El Fondo Monetario Internacional, en un reporte analizado por la prensa a fines de junio, coincidió en el diagnóstico. Para el FMI, el desafío chileno no se resuelve con estímulos de corto plazo, sino con reformas estructurales que aborden el envejecimiento de la población, la participación laboral femenina —aún frenada por la falta de un sistema de sala cuna universal— y la agilización de permisos, pero dentro de un marco de sostenibilidad.

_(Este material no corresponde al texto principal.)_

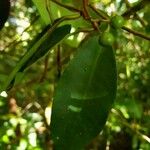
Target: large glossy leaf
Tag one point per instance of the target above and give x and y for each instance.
(84, 96)
(50, 38)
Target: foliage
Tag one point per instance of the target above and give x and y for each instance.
(59, 55)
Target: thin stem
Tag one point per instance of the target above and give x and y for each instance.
(45, 69)
(136, 33)
(67, 6)
(47, 3)
(99, 13)
(59, 61)
(124, 122)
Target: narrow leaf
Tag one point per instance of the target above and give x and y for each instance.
(84, 96)
(51, 38)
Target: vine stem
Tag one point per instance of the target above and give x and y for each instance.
(136, 33)
(124, 122)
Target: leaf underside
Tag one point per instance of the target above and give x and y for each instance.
(84, 96)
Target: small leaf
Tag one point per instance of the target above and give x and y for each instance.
(84, 96)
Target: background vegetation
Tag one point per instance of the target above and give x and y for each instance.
(25, 109)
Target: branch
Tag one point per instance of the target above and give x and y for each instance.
(124, 122)
(67, 6)
(136, 33)
(136, 8)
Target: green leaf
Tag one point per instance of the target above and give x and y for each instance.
(42, 8)
(84, 96)
(51, 38)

El debate, por tanto, ha madurado. La noticia del alza en el ranking de competitividad, que en junio parecía un punto de inflexión, hoy se ve como lo que realmente es: un dato aislado en un ecosistema complejo. La recuperación económica de Chile avanza a dos velocidades. Una, la de los indicadores macro y el discurso político, que mira con optimismo las cifras agregadas. La otra, la de la economía real, donde la confianza es esquiva, la inversión se retrae y la productividad permanece estancada.
El verdadero desafío para Chile no es solo alcanzar el 4% de crecimiento, sino construir los puentes para que esa cifra se sienta en la calle, en las pymes y en la vida cotidiana de sus habitantes. La discusión sobre el futuro económico del país recién comienza a abordar su verdadera y compleja dimensión.